Sunday, April 26, 2009

Putting it all Together

The biggest challenge, and frankly what makes triathlon a great sport in my mind, is putting all three sports together. What I mean by this is crafting your training to make sure one sport isn't lagging behind the others. I hear so many times at the end of races...."dude I had a personal record (that's called a PR) on the bike by 5 minutes." What they aren't talking about is that they had to start walking at mile 3 on the run because they had nothing left in their legs. All three sports have to progress at the same, or at least at race time you have to try to get your fitness as close as you can. This often means training your hardest on the sport you are the weakest in.
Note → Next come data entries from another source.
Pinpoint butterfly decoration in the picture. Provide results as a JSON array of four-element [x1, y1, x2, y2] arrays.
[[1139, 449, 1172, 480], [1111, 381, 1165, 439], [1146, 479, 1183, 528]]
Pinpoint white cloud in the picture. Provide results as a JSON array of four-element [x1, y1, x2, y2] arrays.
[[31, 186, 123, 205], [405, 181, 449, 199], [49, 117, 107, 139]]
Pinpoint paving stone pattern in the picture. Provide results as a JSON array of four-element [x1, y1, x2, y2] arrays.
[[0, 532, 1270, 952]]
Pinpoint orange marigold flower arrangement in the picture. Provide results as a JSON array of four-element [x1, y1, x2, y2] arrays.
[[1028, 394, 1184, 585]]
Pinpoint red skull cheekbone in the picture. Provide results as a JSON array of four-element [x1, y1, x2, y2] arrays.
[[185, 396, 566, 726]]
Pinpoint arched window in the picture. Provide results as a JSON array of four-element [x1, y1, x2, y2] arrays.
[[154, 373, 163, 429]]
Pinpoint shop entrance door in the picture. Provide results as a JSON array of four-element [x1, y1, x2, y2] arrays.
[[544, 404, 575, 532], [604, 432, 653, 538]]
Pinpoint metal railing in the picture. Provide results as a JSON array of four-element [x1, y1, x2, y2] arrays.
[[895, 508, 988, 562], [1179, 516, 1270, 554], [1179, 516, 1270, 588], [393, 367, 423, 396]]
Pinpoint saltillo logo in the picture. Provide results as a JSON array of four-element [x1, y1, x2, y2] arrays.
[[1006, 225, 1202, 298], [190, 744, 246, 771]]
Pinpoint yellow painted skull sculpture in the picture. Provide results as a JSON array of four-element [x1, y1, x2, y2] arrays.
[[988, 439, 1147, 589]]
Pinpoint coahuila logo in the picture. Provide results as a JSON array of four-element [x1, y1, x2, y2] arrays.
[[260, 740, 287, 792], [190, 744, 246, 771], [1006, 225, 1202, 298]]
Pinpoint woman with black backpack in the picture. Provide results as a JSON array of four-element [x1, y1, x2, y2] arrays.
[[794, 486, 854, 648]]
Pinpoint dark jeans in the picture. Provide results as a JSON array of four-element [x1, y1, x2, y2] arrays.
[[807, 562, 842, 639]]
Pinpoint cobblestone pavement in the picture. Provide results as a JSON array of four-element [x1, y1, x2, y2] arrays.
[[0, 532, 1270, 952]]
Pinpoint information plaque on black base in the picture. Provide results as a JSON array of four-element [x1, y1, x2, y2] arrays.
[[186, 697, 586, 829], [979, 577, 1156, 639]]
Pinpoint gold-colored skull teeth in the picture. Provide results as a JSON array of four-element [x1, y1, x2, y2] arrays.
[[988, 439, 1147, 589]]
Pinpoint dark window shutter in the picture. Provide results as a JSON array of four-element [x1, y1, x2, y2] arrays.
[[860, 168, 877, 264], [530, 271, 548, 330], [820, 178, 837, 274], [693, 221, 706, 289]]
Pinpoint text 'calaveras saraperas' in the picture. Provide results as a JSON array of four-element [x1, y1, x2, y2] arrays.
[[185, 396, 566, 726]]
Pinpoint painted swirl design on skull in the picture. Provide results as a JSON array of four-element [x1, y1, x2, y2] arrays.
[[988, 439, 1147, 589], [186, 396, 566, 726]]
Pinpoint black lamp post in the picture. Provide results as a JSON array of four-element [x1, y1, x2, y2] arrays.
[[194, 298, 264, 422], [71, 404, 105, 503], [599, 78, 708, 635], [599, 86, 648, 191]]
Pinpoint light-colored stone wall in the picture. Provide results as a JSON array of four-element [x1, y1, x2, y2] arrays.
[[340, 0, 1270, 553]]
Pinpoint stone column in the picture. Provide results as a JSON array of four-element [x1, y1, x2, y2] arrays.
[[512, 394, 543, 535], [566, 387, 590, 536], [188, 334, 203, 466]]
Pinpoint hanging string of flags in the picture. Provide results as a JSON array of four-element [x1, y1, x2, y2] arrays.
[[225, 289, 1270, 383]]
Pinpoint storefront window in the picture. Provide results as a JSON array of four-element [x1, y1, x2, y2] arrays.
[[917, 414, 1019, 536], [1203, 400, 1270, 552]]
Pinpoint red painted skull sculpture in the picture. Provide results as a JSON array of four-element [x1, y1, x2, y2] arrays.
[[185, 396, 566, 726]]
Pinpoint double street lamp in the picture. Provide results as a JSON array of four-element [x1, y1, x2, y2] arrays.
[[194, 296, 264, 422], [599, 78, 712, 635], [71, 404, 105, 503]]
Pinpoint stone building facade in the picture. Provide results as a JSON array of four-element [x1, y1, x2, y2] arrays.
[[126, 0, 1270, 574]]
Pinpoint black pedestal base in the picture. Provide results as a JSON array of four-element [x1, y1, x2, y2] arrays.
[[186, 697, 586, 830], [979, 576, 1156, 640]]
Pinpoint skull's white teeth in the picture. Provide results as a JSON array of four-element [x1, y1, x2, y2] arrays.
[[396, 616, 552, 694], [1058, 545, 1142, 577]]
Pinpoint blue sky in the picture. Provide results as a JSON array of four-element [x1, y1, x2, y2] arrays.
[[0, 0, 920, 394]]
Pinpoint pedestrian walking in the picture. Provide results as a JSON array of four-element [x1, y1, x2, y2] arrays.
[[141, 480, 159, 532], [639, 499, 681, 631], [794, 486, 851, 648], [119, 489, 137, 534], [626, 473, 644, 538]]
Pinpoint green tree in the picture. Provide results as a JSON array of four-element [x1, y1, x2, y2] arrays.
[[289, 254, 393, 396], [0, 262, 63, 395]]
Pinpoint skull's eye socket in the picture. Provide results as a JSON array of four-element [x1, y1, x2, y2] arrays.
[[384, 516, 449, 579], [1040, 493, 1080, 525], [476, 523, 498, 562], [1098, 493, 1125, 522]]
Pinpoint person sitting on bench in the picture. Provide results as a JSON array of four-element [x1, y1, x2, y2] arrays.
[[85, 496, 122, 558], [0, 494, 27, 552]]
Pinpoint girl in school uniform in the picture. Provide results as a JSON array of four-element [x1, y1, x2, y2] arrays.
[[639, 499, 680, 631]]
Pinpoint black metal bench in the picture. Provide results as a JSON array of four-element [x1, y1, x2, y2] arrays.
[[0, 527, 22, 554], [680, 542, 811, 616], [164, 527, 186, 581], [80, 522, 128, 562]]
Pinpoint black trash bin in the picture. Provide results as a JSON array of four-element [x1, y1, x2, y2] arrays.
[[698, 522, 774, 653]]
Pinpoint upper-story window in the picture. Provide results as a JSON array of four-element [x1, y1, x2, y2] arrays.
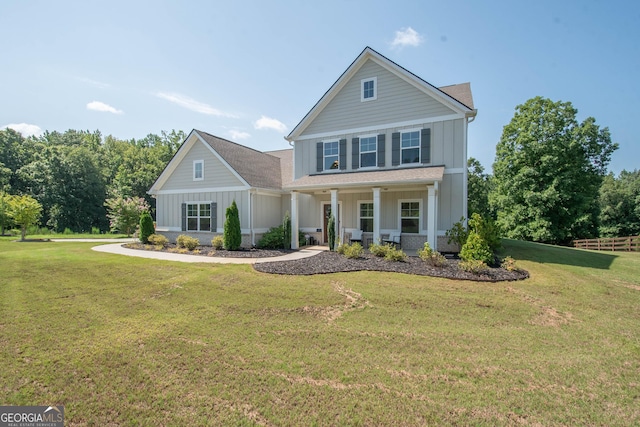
[[360, 77, 378, 102], [324, 141, 340, 170], [360, 136, 378, 168], [193, 160, 204, 181], [400, 130, 420, 164]]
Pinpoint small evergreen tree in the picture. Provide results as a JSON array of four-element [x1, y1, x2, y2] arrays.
[[140, 211, 156, 245], [327, 214, 336, 251], [223, 200, 242, 251]]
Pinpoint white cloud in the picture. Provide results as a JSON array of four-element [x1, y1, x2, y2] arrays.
[[229, 129, 251, 141], [391, 27, 424, 47], [253, 116, 287, 133], [87, 101, 123, 114], [0, 123, 44, 138], [156, 92, 237, 118]]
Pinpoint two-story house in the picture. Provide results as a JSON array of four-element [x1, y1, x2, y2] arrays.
[[149, 47, 476, 249]]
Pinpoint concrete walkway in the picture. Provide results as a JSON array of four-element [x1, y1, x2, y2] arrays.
[[90, 244, 326, 264]]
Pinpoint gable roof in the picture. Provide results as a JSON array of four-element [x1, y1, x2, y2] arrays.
[[195, 130, 282, 190], [285, 46, 476, 141], [149, 129, 293, 194]]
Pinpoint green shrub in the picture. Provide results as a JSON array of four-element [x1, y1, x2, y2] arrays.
[[384, 245, 407, 262], [338, 242, 364, 259], [500, 256, 519, 271], [176, 234, 200, 251], [369, 243, 393, 258], [418, 242, 447, 267], [223, 200, 242, 251], [458, 259, 489, 274], [140, 211, 156, 244], [327, 214, 336, 251], [469, 213, 502, 252], [460, 231, 493, 264], [445, 217, 469, 249], [147, 233, 169, 247], [211, 236, 224, 251]]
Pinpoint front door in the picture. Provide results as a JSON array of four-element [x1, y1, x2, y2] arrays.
[[322, 203, 340, 243]]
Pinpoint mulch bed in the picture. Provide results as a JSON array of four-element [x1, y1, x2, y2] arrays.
[[253, 252, 529, 282], [124, 243, 529, 282]]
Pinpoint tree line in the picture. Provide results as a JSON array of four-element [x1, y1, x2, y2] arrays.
[[0, 129, 185, 232], [467, 97, 640, 244]]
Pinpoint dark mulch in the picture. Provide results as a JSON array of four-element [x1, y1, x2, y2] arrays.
[[253, 252, 529, 282], [124, 243, 529, 282]]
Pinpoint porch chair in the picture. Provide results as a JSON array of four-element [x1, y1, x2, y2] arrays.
[[349, 230, 362, 243], [383, 231, 401, 246]]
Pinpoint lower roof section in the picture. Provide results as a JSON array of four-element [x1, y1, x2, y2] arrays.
[[283, 166, 444, 191]]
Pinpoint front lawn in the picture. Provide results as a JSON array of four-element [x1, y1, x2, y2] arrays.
[[0, 239, 640, 426]]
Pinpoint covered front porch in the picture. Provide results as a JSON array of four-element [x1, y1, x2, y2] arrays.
[[287, 167, 444, 252]]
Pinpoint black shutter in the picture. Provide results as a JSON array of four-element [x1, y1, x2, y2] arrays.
[[211, 202, 218, 233], [391, 132, 400, 166], [316, 141, 324, 172], [181, 203, 187, 231], [351, 138, 360, 169], [378, 133, 385, 168], [420, 128, 431, 163]]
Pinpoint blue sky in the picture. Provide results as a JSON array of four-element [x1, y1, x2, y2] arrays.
[[0, 0, 640, 173]]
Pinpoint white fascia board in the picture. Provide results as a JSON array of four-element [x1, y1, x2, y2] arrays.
[[148, 129, 197, 194], [296, 114, 465, 141]]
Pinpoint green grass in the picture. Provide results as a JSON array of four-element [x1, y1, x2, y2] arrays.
[[0, 239, 640, 426]]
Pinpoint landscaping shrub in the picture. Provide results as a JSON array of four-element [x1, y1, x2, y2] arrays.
[[211, 236, 224, 251], [500, 256, 519, 271], [445, 218, 469, 249], [223, 200, 242, 251], [327, 214, 336, 251], [337, 242, 364, 259], [384, 245, 407, 262], [140, 211, 156, 244], [458, 259, 489, 274], [369, 243, 393, 258], [147, 233, 169, 247], [176, 234, 200, 251], [418, 242, 447, 267], [460, 231, 493, 264]]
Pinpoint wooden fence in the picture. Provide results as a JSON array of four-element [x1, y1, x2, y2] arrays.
[[573, 236, 640, 252]]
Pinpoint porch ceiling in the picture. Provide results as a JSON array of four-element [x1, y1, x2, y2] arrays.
[[284, 166, 444, 191]]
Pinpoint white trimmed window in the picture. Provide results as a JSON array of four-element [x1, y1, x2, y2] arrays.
[[360, 136, 378, 168], [400, 130, 420, 164], [193, 160, 204, 181], [187, 203, 211, 231], [400, 199, 422, 234], [360, 77, 378, 102], [323, 141, 340, 170], [358, 201, 373, 233]]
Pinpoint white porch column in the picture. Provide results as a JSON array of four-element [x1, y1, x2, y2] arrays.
[[291, 191, 298, 249], [427, 185, 438, 251], [373, 187, 381, 244]]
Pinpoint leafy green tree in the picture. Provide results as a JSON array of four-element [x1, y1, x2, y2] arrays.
[[140, 211, 155, 245], [599, 170, 640, 237], [105, 196, 149, 236], [489, 97, 618, 243], [0, 191, 11, 236], [9, 196, 42, 241], [467, 157, 493, 218], [223, 200, 242, 251]]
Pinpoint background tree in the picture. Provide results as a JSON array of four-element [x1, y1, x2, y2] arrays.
[[489, 97, 618, 243], [223, 200, 242, 251], [467, 157, 494, 218], [9, 196, 42, 241], [105, 196, 149, 236], [599, 170, 640, 237]]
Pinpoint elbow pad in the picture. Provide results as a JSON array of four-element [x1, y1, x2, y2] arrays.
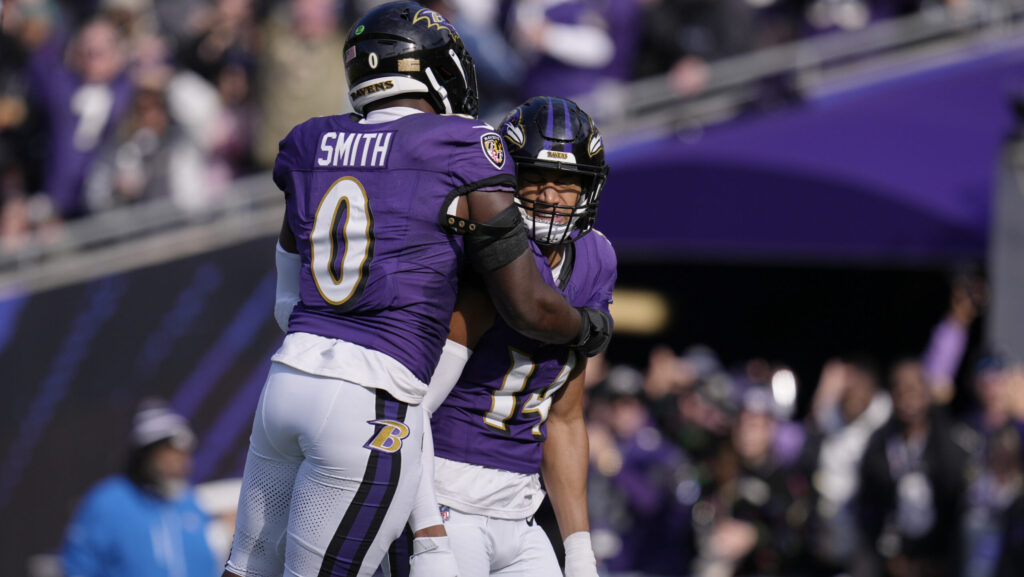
[[462, 204, 529, 273], [569, 306, 613, 357], [273, 243, 302, 332]]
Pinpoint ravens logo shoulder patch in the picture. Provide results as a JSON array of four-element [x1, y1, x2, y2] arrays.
[[480, 132, 505, 170]]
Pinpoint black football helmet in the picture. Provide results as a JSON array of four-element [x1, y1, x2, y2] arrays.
[[345, 2, 478, 118], [501, 96, 608, 245]]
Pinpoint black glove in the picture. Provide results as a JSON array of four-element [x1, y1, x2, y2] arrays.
[[569, 306, 612, 357]]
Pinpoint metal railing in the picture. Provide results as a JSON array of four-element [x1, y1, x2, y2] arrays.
[[580, 0, 1024, 147]]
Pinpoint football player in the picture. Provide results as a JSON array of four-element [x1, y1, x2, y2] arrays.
[[224, 2, 610, 577], [412, 97, 616, 577]]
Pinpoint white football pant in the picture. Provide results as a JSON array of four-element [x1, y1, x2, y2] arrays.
[[227, 363, 423, 577], [444, 509, 562, 577]]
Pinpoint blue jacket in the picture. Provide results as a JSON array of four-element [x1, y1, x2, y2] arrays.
[[61, 476, 221, 577]]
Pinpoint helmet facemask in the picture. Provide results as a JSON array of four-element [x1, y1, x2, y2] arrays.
[[515, 166, 604, 246], [501, 96, 608, 245]]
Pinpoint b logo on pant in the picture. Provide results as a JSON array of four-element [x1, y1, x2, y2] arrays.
[[362, 419, 409, 453]]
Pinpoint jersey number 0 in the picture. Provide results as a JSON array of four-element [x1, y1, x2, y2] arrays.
[[309, 176, 374, 312]]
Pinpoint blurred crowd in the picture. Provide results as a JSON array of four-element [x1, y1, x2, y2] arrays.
[[587, 281, 1024, 577], [0, 0, 991, 254]]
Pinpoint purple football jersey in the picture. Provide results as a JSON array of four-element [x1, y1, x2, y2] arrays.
[[273, 114, 515, 382], [430, 233, 616, 475]]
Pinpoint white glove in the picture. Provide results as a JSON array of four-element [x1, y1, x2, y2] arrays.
[[409, 537, 458, 577], [564, 531, 597, 577]]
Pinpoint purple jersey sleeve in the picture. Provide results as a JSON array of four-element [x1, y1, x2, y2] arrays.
[[431, 234, 615, 475], [273, 114, 515, 382]]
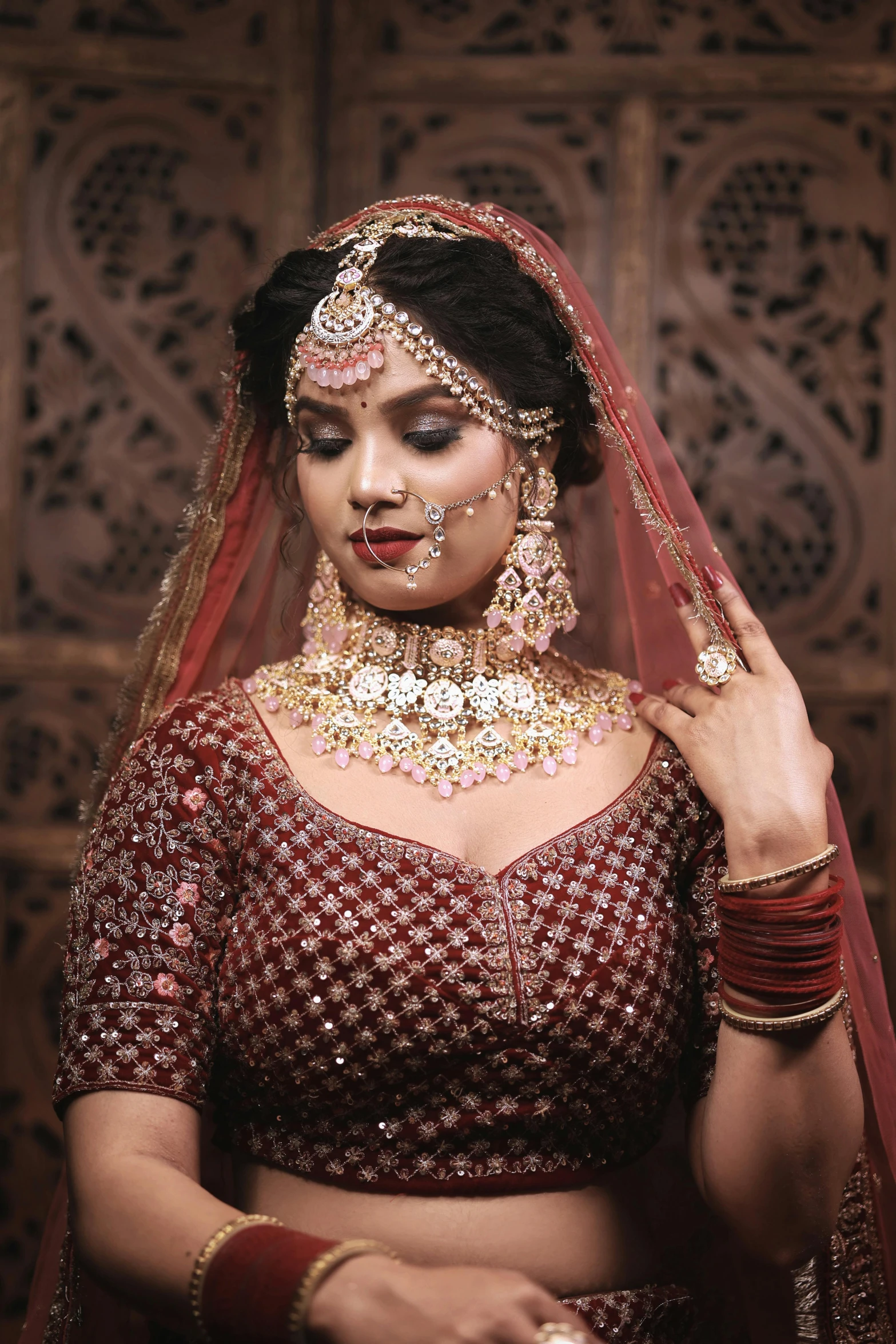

Sounds easy, but for most this means they have to spend the most amount of time doing the sport they like the least. For me, I guess I'm lucky in that I like all 3 of the sports, but like running the best. For me they all are so different it is refreshing. Like yesterday I trained for 6.5 hours, doing a long bike, a short run, and a short swim later. It didn't feel like 6.5 hours of "training" because each sport is so different.

So speaking of training more on your weakest sport, which for me is biking. April and the first 1/2 of May are all about the bike, meaning biking is the focus. I hope to get 800 mils in on the bike in April and about that in May (I start racing in May so that impacts total miles by lowering them....which I know sounds funny). My calf injury has greatly reduced my run mileage in April to less than 1/2 of what it typically is, which is ok as I am in bike focus mode.

Speaking of the calf, I still haven't pinpointed exactly what is going on. I believe it is a strained muscle, but at times it has the characteristics of tendinitis. It is slowly healing and with any luck will be healed for my first Tri race mid May.

Yesterday's bike workout was in the mountains in North GA. and yes there are mountains in GA. 86 miles and 11,300 vertical ft of climbing. We did 6 gaps (mountains), think lot's of switchback and 7 miles of steady climbing and 2500 vertical ft. 40-42 mins to go 7 miles means you are just grinding. I am happy with my climbing ability and now believe it will be an advantage at IMCDA. I have been telling myself that for a couple months, because I have the perfect physical characteristics for a climber (very high strength to weight ratio). My lean build will wreck havoc on the big guys who are suited for pushing the big gears on the flats. I can get up the mountains faster with less effort. Hopefully this will all lead to less stress on my legs going into the marathon.

The biking is coming together! Need to do a little more work on the swim, which I am starting on today....4000 yd swim on the books for later today.